What vintage of arduino do you have?
or perhaps it would be a parallel resistance equation...something akin to 1k resistance to ground. i`m not sure what to do....
what should i try?
Just have a wire between both pin 13 from both boards. Also have a wire between both boards ground pins. Be sure you are setting pinMode() statements correctly for both boards, one as output (the sender) and one as input (the listener). Both on board leds will operate showing the state of the digital out to digital in connection.
It really is just that simple.
Lefty
that would give something along the order of 4k resistance wouldn`t it?

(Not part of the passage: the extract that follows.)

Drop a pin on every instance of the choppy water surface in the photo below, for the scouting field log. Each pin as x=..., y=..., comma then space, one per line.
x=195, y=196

No, it gives what I said before 1K with 5V across it gives 5mA so two of them gives 10mA.
Or resistors in parallel two 1Ks give 500R and 500R across 5V gives 10mA, it is the same because it is two ways of calculating the same thing.
If you don't believe me then believe retrolefty (we are both saying the same thing)
it must be the code.
**Yes **
should i move the posting to the "code room" from here...or perhaps you guys have some ideas and are saavy with the standard firmata...`?
Keep it here. I have no experiance with firmata, sorry.
Lefty
i`m using the firmata that comes with the arduino
So now you tell us !!!!!
A bit vital that, why are you using this, is it you can't write your own code?
Just like lefty I can write my own code and so have never used it. It could be that firmata doesn't allow that pin to be an input because mostly it is used as an output.
Can you try it just writing your own sketch.
ya i could grumpy_mike...but "i gots to have good dialogues with the puter". myz programming skillz for byte transmission on a serial interface between max/msp and arduino are none too keen...
i think i am better off using the standardfirmata and modulating it with the hopes that it can be trimmed of the fat that i need it not for. #
i hope this doesnt offend...but i
m terminating this sarah conner or er uhm...ending this post and following the thread on the programming portion of this forum. not entirely sure how to terminate...but i`ll see if i can do it.
sorry folks...butchered that. had thought it would be easy to terminate a thread that i made. guess it`s around forever and ever and ever and ever. no delete found.
posted issue in software and programming portion of the forum as i found out it is most likely a problem with this area.